Hinweis auf Möglichkeiten außerordentlicher Kündigung fehlte

Die jeweiligen Vertragsunterlagen enthalten keinen ausdrücklichen Hinweis darauf, dass der Darlehensvertrag außerordentlich unter den in § 314 BGB genannten Voraussetzungen gekündigt werden kann. Hinsichtlich einer der Bank zu zahlenden Vorfälligkeitsentschädigung im Fall der vorzeitigen Rückzahlung des Darlehens heißt es in den Vertragsunterlagen, dass sich diese nach den vom Bundesgerichtshof "vorgeschriebenen finanzmathematischen Rahmenbedingungen" berechne, wobei einzelne bei der Berechnung zu berücksichtigende Parameter aufgeführt werden. Dargestellt sind ferner die gesetzlichen Höchstgrenzen der Vorfälligkeitsentschädigung.

Kläger widerriefen Darlehensverträge wegen unzureichender Belehrung

Nach Erbringung von Zins- und Tilgungsleistungen erklärten die jeweiligen Kläger im Jahr 2017 den Widerruf ihrer auf den Abschluss der Darlehensverträge gerichteten Willenserklärungen. Sie meinen, die Vertragsunterlagen enthielten nicht alle für das Anlaufen der 14-tägigen Widerrufsfrist vorgeschriebenen Angaben, weil nicht klar und verständlich über die Widerrufsfolgen, die Methode zur Berechnung der Vorfälligkeitsentschädigung und das außerordentliche Kündigungsrecht nach § 314 BGB informiert worden sei. Aufgrund des wirksamen Widerrufs des Darlehensvertrags seien sie auch an den Kaufvertrag über das Kraftfahrzeug nicht mehr gebunden. Die unter anderem auf Rückzahlung von Zins- und Tilgungsleistungen gerichteten Klagen wurden von den Landgerichten abgewiesen. Nachdem die Berufungen der Kläger erfolglos waren, legten beide Revision ein.

BGH weist Revisionen der Kläger zurück - Widerrufsbelehrung war nicht zu beanstanden

Der Bundesgerichtshof hat die Revisionen zurückgewiesen. Die Widerrufsinformationen und auch die erforderlichen Pflichtangaben seien ordnungsgemäß erteilt worden, so dass in beiden Verfahren die zweiwöchige Widerrufsfrist in Lauf gesetzt worden sei und die jeweiligen Kläger ihr Widerrufsrecht nicht fristgerecht ausgeübt hätten. Die nach Art. 247 § 6 Abs. 2 Satz 2 EGBGB mitzuteilende Angabe eines zu zahlenden Zinsbetrags in der Information über die Widerrufsfolgen sei auch dann klar und verständlich, wenn sie mit 0,00 Euro angegeben werde. Dies würde von einem normal informierten, angemessen aufmerksamen und verständigen Verbraucher, auf den abzustellen sei, dahin verstanden, dass im Fall des Widerrufs keine Zinsen zu zahlen seien. Eine solche Regelung begegne keinen rechtlichen Bedenken. Nach § 361 Abs. 2 Satz 1 BGB dürfe von den halbzwingenden gesetzlichen Regelungen über die Widerrufsfolgen zu Gunsten des Verbrauchers abgewichen werden.
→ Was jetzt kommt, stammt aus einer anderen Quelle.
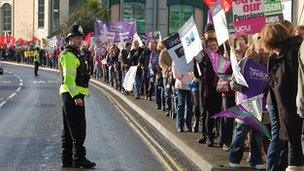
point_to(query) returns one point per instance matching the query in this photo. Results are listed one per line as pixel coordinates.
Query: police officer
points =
(74, 88)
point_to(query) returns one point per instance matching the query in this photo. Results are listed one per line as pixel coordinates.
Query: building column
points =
(163, 18)
(199, 20)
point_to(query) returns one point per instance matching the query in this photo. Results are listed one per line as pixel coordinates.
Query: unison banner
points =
(273, 11)
(248, 16)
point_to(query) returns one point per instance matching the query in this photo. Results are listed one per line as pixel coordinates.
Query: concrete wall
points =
(11, 2)
(43, 32)
(162, 18)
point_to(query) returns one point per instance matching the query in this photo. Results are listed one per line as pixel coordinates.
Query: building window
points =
(7, 18)
(135, 11)
(178, 15)
(40, 13)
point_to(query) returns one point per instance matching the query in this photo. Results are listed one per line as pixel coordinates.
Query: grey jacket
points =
(300, 93)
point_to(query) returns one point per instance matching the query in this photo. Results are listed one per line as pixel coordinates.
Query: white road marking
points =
(11, 96)
(17, 90)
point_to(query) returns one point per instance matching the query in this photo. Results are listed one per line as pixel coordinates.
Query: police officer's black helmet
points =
(76, 30)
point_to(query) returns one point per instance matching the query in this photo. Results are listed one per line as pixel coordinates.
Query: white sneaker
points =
(260, 167)
(295, 168)
(233, 165)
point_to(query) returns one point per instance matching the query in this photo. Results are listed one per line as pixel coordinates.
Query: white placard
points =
(190, 40)
(237, 70)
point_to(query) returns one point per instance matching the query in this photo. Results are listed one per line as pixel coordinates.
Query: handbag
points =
(223, 86)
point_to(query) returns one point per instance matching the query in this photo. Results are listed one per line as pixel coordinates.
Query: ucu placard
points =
(248, 16)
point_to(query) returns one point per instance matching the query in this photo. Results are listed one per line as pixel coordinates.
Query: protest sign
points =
(136, 38)
(220, 25)
(236, 69)
(190, 40)
(287, 9)
(100, 44)
(130, 78)
(248, 17)
(175, 49)
(116, 30)
(273, 11)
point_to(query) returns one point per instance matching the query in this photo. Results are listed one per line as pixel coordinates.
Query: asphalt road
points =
(30, 127)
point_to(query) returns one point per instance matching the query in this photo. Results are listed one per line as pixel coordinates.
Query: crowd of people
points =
(193, 98)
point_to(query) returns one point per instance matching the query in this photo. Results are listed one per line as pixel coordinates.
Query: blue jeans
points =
(237, 145)
(167, 93)
(226, 124)
(160, 94)
(184, 106)
(137, 84)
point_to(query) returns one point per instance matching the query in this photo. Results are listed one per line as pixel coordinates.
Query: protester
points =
(283, 70)
(300, 30)
(300, 92)
(165, 63)
(184, 104)
(36, 61)
(255, 60)
(134, 59)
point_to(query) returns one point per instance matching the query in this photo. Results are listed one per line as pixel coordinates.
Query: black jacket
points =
(283, 71)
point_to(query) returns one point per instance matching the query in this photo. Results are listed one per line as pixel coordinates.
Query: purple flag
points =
(116, 30)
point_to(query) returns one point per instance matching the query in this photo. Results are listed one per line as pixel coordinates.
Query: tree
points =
(84, 15)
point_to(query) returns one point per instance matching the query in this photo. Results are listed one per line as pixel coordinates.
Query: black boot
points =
(84, 163)
(66, 162)
(195, 125)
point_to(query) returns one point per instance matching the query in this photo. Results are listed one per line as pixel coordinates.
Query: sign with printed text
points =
(176, 51)
(190, 40)
(248, 16)
(273, 11)
(130, 78)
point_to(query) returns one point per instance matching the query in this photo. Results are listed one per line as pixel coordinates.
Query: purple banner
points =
(219, 63)
(256, 77)
(117, 31)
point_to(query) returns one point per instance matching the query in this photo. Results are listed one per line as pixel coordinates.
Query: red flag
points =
(226, 4)
(88, 38)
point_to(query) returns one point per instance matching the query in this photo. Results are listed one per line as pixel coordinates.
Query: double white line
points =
(15, 92)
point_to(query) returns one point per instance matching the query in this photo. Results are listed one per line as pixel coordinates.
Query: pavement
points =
(185, 144)
(31, 122)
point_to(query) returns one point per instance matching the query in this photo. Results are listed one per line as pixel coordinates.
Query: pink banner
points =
(250, 26)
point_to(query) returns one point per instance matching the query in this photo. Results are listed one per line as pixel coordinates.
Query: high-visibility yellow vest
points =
(69, 64)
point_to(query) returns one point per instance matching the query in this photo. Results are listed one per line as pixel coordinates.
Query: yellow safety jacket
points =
(69, 64)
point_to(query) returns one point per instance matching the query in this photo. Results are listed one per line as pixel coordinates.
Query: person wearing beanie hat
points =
(209, 31)
(74, 88)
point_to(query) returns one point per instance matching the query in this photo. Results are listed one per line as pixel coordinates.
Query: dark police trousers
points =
(74, 129)
(36, 63)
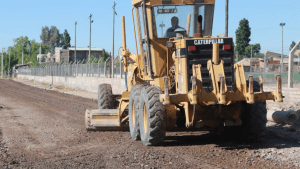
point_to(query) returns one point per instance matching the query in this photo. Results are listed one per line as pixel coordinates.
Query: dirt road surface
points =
(45, 129)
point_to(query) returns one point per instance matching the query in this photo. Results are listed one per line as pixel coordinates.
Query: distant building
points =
(45, 58)
(63, 54)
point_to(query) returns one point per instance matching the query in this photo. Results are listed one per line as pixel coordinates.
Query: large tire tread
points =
(156, 114)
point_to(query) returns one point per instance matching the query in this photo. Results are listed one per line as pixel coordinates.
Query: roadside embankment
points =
(79, 83)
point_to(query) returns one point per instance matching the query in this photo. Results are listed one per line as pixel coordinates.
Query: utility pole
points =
(162, 25)
(113, 50)
(91, 21)
(40, 58)
(281, 60)
(2, 66)
(8, 61)
(226, 18)
(251, 60)
(75, 42)
(265, 67)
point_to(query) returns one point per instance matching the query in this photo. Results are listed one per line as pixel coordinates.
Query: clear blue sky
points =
(26, 18)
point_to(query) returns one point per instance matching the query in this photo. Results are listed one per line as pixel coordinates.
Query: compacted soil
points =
(45, 129)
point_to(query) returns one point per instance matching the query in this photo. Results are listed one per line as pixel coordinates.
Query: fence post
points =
(87, 68)
(105, 63)
(120, 67)
(99, 67)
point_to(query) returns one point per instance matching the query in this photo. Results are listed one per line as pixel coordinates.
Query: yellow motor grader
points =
(181, 78)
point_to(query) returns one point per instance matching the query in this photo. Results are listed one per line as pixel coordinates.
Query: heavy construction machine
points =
(181, 78)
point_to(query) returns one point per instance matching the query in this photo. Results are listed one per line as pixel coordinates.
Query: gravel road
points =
(45, 129)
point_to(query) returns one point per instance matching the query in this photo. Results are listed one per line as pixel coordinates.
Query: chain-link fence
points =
(85, 68)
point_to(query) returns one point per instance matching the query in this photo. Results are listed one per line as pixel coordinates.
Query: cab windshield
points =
(167, 19)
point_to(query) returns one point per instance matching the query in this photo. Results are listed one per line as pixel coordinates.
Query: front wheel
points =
(152, 116)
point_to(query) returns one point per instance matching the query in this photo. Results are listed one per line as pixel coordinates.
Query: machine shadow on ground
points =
(271, 140)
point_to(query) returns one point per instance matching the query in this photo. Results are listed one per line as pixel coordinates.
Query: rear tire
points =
(254, 119)
(152, 117)
(105, 96)
(133, 111)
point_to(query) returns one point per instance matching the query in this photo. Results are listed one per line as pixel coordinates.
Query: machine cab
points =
(156, 21)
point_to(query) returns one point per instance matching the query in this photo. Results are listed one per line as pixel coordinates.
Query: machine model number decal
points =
(208, 41)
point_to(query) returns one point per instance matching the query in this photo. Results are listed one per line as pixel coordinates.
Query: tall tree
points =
(292, 45)
(243, 34)
(51, 37)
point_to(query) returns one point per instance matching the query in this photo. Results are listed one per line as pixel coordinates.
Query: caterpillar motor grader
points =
(181, 78)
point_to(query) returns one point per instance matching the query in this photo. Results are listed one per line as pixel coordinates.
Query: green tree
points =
(243, 34)
(51, 37)
(292, 45)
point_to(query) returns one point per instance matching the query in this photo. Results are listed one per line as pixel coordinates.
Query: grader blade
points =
(104, 120)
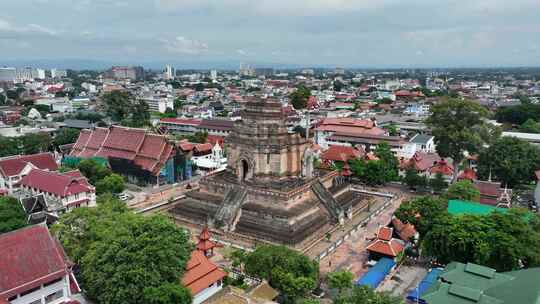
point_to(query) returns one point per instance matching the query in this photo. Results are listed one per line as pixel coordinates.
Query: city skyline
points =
(299, 33)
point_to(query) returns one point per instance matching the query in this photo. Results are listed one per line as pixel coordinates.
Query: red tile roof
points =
(405, 231)
(201, 273)
(29, 257)
(14, 165)
(385, 233)
(468, 173)
(350, 126)
(442, 167)
(60, 184)
(388, 248)
(422, 161)
(341, 153)
(146, 150)
(182, 121)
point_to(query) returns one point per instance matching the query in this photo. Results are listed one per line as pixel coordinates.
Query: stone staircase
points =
(227, 215)
(328, 201)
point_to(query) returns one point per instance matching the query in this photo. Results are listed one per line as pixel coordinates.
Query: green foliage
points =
(438, 183)
(377, 172)
(509, 160)
(338, 86)
(422, 212)
(530, 126)
(197, 137)
(340, 280)
(366, 295)
(463, 190)
(518, 114)
(117, 104)
(300, 97)
(125, 257)
(287, 270)
(459, 126)
(93, 170)
(112, 183)
(500, 240)
(413, 179)
(12, 215)
(35, 142)
(167, 293)
(66, 136)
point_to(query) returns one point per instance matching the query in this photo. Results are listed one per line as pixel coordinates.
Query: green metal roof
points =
(458, 207)
(471, 283)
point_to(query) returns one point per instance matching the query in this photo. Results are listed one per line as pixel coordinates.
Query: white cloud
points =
(184, 45)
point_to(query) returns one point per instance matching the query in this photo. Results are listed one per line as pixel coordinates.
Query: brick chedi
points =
(270, 190)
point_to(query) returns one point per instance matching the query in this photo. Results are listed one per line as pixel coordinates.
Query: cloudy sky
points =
(347, 33)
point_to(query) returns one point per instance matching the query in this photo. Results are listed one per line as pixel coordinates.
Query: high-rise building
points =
(8, 74)
(56, 73)
(213, 74)
(169, 72)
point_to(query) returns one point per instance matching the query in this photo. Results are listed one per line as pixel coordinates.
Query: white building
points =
(419, 142)
(159, 103)
(34, 268)
(8, 74)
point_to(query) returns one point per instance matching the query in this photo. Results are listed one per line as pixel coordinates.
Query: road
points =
(351, 254)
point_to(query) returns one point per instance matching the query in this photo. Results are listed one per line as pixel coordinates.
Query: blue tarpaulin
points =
(416, 294)
(377, 273)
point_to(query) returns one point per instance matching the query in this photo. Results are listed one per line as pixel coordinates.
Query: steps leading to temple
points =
(328, 201)
(227, 214)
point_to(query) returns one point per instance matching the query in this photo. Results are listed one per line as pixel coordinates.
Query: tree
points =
(463, 190)
(510, 160)
(504, 241)
(299, 97)
(366, 295)
(12, 215)
(518, 114)
(338, 86)
(117, 104)
(126, 257)
(287, 270)
(340, 280)
(413, 179)
(65, 136)
(93, 170)
(422, 212)
(8, 146)
(438, 183)
(458, 126)
(178, 103)
(112, 183)
(530, 126)
(167, 293)
(35, 143)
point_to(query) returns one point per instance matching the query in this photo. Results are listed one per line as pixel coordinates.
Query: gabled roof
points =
(386, 245)
(341, 153)
(146, 150)
(201, 273)
(60, 184)
(29, 257)
(14, 165)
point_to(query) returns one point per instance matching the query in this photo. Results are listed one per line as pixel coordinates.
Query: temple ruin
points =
(270, 190)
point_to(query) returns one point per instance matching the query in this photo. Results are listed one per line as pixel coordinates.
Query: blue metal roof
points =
(416, 294)
(377, 273)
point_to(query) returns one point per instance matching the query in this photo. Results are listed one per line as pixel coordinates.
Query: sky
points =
(345, 33)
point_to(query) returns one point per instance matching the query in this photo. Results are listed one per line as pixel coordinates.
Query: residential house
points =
(62, 191)
(472, 283)
(14, 168)
(137, 154)
(419, 142)
(34, 268)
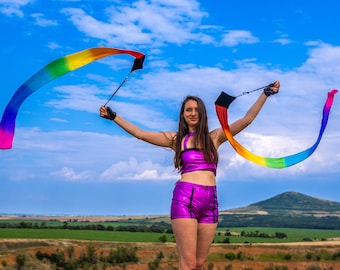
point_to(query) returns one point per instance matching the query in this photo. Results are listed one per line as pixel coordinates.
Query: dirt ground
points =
(254, 257)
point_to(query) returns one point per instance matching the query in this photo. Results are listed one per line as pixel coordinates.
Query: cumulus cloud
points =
(13, 7)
Keine Pflicht zur Information über außerordentliches Kündigungsrecht

Über das außerordentliche Kündigungsrecht nach § 314 BGB müsse nicht informiert werden. Dies gehöre nicht zu den Angaben über das einzuhaltende Verfahren bei der Kündigung des Vertrags nach Art. 247 § 6 Abs. 1 Satz 1 Nr. 5 EGBGB. Vielmehr beziehe sich diese Vorschrift nur auf das - in der Verbraucherkreditrichtlinie 2008/48/EG vorgesehene - Kündigungsrecht nach § 500 Abs. 1 BGB.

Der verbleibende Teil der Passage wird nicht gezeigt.